Awoke and the sun was shining. Clouds and sunshine chasing each other across the sky. Slept in, slept late. So … peaceful. There’s a story about Fylinn Dragonlord sleeping late the morning of a battle, because he was so at peace with himself. The utter calm stillness of knowing that today he’s going to die. And so nothing else in the world matters anymore.

Landra doesn’t know, Tobias thought, watching her eating breakfast. She was watching the city around them, the beggar children fighting in the street opposite, the crossing sweeper shovelling filth. She ate and watched with a look on her face that said she still felt alive.

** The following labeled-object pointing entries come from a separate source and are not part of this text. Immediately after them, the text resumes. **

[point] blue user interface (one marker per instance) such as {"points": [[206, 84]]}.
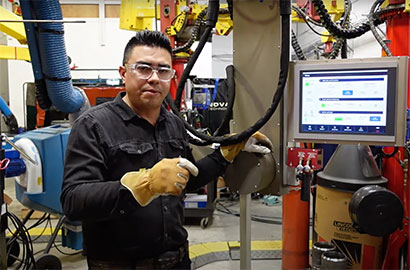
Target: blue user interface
{"points": [[344, 101]]}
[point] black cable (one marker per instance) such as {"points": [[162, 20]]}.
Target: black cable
{"points": [[66, 253], [194, 34], [23, 234], [344, 24], [376, 35], [178, 96], [230, 80], [284, 66], [384, 155], [336, 30], [296, 47]]}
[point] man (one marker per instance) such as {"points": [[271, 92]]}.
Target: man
{"points": [[127, 164]]}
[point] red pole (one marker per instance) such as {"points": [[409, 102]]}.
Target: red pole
{"points": [[397, 31]]}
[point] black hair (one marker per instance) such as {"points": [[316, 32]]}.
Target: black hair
{"points": [[147, 38]]}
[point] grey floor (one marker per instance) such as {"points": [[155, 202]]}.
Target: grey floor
{"points": [[224, 227]]}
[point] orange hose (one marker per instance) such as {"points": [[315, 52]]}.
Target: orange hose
{"points": [[295, 231]]}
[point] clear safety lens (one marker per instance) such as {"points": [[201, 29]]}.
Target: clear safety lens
{"points": [[145, 72]]}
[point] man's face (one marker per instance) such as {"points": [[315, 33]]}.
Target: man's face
{"points": [[144, 95]]}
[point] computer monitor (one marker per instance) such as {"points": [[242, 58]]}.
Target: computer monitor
{"points": [[351, 101]]}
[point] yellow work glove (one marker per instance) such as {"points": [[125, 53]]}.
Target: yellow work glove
{"points": [[167, 177], [257, 143]]}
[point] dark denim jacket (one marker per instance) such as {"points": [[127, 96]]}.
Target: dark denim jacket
{"points": [[106, 142]]}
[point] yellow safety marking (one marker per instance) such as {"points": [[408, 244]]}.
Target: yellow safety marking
{"points": [[13, 29], [39, 231], [14, 53], [198, 250], [206, 248]]}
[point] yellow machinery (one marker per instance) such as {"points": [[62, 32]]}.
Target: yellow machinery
{"points": [[16, 30]]}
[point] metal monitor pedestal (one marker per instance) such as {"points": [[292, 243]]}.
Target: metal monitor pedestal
{"points": [[245, 231], [256, 45]]}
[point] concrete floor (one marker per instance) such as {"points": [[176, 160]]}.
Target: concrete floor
{"points": [[224, 227]]}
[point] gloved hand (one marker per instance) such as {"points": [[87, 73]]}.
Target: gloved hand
{"points": [[257, 143], [167, 177]]}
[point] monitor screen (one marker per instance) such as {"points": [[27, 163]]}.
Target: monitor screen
{"points": [[350, 101], [347, 101]]}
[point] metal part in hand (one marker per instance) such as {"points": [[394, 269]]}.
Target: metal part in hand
{"points": [[4, 137]]}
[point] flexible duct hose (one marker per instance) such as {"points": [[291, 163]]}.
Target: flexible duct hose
{"points": [[41, 90], [54, 61], [285, 11]]}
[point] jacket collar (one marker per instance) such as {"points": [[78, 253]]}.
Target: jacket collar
{"points": [[127, 113]]}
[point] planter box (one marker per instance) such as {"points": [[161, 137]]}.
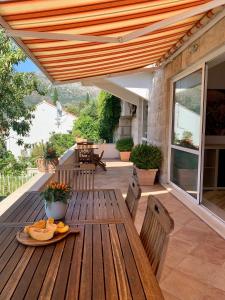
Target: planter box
{"points": [[125, 155], [44, 165], [146, 177]]}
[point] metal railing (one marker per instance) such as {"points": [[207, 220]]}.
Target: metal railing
{"points": [[10, 183]]}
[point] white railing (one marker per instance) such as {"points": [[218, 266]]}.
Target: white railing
{"points": [[10, 183]]}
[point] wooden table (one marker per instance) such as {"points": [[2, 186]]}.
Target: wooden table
{"points": [[105, 260]]}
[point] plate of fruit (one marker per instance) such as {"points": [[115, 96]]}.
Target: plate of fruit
{"points": [[44, 232]]}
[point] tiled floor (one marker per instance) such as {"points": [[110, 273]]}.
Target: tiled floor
{"points": [[195, 263]]}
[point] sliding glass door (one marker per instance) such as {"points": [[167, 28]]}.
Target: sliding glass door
{"points": [[186, 133]]}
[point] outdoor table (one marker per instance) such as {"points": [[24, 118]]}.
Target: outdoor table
{"points": [[88, 147], [106, 260]]}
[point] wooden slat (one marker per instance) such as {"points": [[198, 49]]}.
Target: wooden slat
{"points": [[134, 279], [15, 206], [109, 272], [63, 271], [121, 276], [39, 276], [105, 261], [50, 278], [17, 273], [98, 276], [87, 260], [28, 274], [75, 270]]}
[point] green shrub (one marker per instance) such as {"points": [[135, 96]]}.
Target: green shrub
{"points": [[125, 144], [109, 114], [146, 156], [42, 150], [62, 142]]}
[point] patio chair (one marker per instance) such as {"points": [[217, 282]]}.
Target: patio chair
{"points": [[85, 154], [84, 177], [97, 160], [79, 178], [156, 227], [133, 196]]}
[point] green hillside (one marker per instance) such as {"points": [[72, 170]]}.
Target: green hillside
{"points": [[72, 93]]}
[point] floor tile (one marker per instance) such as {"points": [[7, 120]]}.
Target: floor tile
{"points": [[194, 267]]}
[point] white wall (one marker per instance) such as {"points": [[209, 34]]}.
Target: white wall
{"points": [[44, 123]]}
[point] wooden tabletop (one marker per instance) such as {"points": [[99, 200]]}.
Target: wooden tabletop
{"points": [[86, 147], [105, 260]]}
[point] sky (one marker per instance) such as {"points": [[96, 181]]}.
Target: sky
{"points": [[27, 66]]}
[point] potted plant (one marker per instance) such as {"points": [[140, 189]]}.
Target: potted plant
{"points": [[147, 160], [56, 197], [47, 158], [124, 146]]}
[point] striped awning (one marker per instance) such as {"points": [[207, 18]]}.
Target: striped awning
{"points": [[76, 39]]}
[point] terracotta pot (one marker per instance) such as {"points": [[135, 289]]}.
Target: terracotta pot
{"points": [[125, 155], [45, 165], [146, 177], [52, 164], [42, 165]]}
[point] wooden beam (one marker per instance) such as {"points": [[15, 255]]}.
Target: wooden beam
{"points": [[173, 20], [89, 80], [61, 36], [195, 36], [26, 50], [128, 37]]}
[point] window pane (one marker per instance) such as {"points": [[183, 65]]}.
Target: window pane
{"points": [[184, 171], [145, 119], [186, 114]]}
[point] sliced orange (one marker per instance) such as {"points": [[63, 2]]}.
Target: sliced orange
{"points": [[41, 234], [62, 229]]}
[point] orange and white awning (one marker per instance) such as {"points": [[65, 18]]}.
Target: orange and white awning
{"points": [[72, 40]]}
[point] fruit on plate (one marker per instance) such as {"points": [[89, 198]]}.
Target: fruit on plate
{"points": [[41, 234], [62, 228], [41, 224], [44, 230], [51, 225]]}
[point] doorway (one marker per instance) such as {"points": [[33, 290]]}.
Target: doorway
{"points": [[213, 186]]}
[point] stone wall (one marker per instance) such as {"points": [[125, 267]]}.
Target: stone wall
{"points": [[159, 106]]}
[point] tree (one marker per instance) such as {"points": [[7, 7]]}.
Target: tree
{"points": [[87, 98], [14, 86], [55, 96], [10, 166], [61, 142], [109, 114]]}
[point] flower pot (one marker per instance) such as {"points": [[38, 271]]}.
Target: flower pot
{"points": [[146, 177], [52, 164], [42, 165], [47, 165], [56, 210], [125, 155]]}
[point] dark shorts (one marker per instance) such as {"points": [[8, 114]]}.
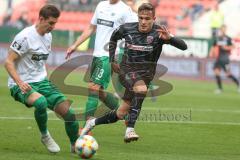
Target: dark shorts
{"points": [[129, 79], [221, 65]]}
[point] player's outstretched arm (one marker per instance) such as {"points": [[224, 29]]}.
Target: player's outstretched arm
{"points": [[169, 38], [178, 43], [86, 33]]}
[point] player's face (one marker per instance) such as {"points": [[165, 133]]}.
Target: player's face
{"points": [[146, 20], [47, 25]]}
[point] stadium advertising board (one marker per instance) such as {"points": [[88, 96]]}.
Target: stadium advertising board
{"points": [[198, 48]]}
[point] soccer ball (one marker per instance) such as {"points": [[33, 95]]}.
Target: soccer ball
{"points": [[86, 146]]}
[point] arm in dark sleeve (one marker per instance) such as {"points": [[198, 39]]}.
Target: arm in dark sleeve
{"points": [[116, 35], [178, 43]]}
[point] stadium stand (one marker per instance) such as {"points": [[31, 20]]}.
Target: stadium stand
{"points": [[77, 20]]}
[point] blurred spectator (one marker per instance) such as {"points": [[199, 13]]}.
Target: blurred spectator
{"points": [[221, 50], [217, 20], [196, 10], [85, 2]]}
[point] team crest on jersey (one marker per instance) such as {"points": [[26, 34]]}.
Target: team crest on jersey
{"points": [[149, 39]]}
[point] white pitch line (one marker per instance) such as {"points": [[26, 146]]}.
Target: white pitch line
{"points": [[164, 122]]}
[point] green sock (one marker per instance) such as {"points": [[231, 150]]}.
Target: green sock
{"points": [[40, 114], [91, 105], [111, 101], [71, 126]]}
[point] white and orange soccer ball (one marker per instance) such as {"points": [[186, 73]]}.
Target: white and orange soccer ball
{"points": [[86, 146]]}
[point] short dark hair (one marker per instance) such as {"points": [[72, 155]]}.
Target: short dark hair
{"points": [[49, 10], [146, 7]]}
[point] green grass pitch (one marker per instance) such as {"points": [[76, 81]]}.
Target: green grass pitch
{"points": [[194, 124]]}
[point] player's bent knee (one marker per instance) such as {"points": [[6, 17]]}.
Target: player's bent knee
{"points": [[121, 113], [62, 108], [69, 116], [40, 103]]}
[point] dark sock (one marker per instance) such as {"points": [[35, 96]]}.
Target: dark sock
{"points": [[234, 79], [110, 117], [219, 82], [135, 109]]}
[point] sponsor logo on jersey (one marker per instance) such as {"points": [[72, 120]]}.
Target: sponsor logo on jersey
{"points": [[149, 39], [140, 48], [16, 45], [39, 57], [105, 22]]}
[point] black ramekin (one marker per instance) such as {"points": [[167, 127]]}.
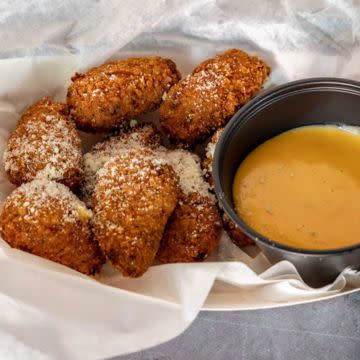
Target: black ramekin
{"points": [[304, 102]]}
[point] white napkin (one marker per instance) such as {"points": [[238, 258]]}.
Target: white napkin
{"points": [[51, 311]]}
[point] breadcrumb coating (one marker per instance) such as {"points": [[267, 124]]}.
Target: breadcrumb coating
{"points": [[134, 196], [107, 96], [193, 231], [135, 138], [46, 219], [206, 99], [44, 145]]}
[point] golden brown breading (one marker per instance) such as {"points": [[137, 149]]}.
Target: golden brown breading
{"points": [[106, 96], [235, 234], [44, 144], [246, 73], [205, 100], [134, 196], [135, 138], [196, 106], [193, 230], [44, 218], [209, 155]]}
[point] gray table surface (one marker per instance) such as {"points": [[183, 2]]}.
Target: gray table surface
{"points": [[328, 329]]}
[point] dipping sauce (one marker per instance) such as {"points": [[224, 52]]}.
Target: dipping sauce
{"points": [[302, 188]]}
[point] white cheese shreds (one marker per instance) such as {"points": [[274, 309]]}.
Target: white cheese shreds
{"points": [[45, 147], [42, 195], [185, 164]]}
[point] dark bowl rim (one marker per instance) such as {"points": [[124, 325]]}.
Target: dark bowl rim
{"points": [[241, 116]]}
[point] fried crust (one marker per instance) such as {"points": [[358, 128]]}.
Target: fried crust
{"points": [[135, 138], [107, 96], [192, 232], [44, 218], [205, 100], [44, 144], [134, 196]]}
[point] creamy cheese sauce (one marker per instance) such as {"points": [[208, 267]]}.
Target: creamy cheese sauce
{"points": [[302, 188]]}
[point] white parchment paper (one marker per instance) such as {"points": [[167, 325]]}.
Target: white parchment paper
{"points": [[49, 311]]}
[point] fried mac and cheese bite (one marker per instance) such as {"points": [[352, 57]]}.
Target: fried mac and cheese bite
{"points": [[44, 145], [46, 219], [134, 196], [205, 100], [106, 96]]}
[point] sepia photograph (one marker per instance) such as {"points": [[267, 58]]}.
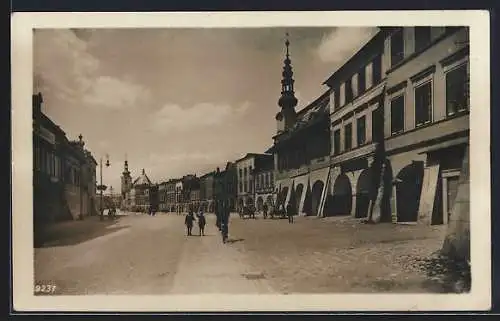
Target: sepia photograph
{"points": [[288, 161]]}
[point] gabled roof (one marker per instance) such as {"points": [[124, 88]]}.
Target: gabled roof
{"points": [[143, 179]]}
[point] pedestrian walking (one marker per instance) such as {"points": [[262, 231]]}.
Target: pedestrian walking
{"points": [[189, 220], [225, 221], [289, 213], [201, 223]]}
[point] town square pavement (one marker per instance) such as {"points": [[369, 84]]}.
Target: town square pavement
{"points": [[140, 254]]}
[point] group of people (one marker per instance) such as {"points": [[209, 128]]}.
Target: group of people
{"points": [[222, 213], [190, 219], [279, 210]]}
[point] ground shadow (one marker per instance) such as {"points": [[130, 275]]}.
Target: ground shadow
{"points": [[74, 232]]}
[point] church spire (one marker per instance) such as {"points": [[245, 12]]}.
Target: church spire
{"points": [[125, 166], [287, 99]]}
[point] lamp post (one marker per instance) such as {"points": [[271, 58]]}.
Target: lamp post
{"points": [[101, 187]]}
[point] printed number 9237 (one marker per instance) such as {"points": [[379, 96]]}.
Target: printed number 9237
{"points": [[45, 288]]}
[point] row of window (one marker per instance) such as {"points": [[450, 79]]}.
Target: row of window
{"points": [[246, 186], [422, 36], [457, 100]]}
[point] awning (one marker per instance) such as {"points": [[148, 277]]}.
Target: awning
{"points": [[289, 193], [446, 144]]}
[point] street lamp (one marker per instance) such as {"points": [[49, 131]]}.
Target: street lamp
{"points": [[102, 187]]}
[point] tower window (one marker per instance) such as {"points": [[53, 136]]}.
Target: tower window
{"points": [[361, 81], [422, 37], [397, 114], [337, 97], [376, 70], [361, 130], [336, 142], [348, 137], [457, 90], [397, 47]]}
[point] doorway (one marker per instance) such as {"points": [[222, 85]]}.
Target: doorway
{"points": [[450, 189]]}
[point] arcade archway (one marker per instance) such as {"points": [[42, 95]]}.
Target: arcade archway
{"points": [[316, 191], [297, 196], [342, 196], [408, 188], [363, 188]]}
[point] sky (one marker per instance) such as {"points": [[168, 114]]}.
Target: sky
{"points": [[179, 101]]}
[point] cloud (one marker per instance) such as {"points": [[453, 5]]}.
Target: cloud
{"points": [[174, 117], [340, 44], [114, 93], [63, 65]]}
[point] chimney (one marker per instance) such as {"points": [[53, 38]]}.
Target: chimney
{"points": [[37, 101]]}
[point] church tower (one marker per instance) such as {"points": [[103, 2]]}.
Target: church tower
{"points": [[126, 180], [287, 116]]}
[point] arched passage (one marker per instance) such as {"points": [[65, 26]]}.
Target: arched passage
{"points": [[240, 204], [270, 201], [363, 188], [342, 196], [260, 203], [282, 196], [316, 191], [408, 188], [297, 196]]}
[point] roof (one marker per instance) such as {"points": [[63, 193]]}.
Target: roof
{"points": [[309, 115], [248, 155], [361, 55], [143, 179]]}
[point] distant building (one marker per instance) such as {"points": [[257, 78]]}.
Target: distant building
{"points": [[207, 185], [246, 168], [426, 120], [399, 121], [264, 183], [63, 172], [162, 197], [194, 198], [301, 149]]}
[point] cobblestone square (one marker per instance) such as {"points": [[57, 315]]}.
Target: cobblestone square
{"points": [[140, 254]]}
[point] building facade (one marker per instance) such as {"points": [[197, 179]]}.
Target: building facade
{"points": [[207, 183], [162, 197], [301, 149], [225, 185], [63, 172], [426, 125], [170, 195], [179, 199], [399, 115], [246, 169], [264, 184], [357, 91]]}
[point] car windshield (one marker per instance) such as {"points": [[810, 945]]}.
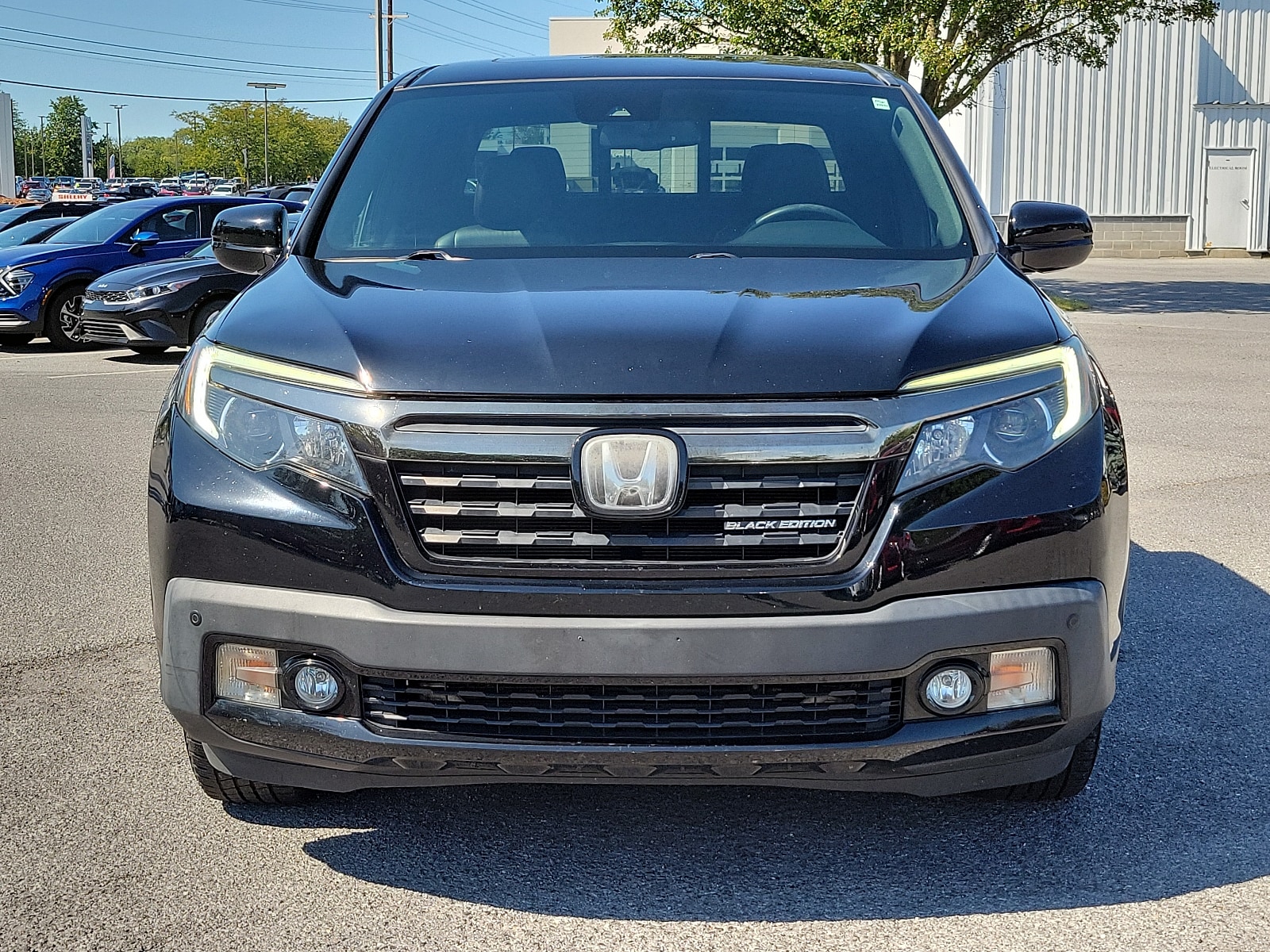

Raeta’s eyes met his own. Raeta knew.

They got themselves equipped. Mail, swords, knives, helmets. Their vision closed down by the helmets. Everything less real. Can’t see so well. Can’t hear so well. Like being drunk, or fevered. Looking through a window at the world straight ahead. It’s easier to kill people, Tobias had sometimes speculated, wearing a helmet, because it doesn’t feel quite as much like it’s you inside it killing a real person.

Tobias rarely wore a helmet.

Remembered Marith shuddering saying he hated wearing helmets.

Raeta looked kind of foxy in hers. Shameful to admit it, but she did. More than kind of. Landra looked … Landra had realized, finally, Tobias thought, that killing Marith meant killing him.

Raeta might look foxy but she obviously hated the armour. Itched and wriggled her shoulders, twisted her head around.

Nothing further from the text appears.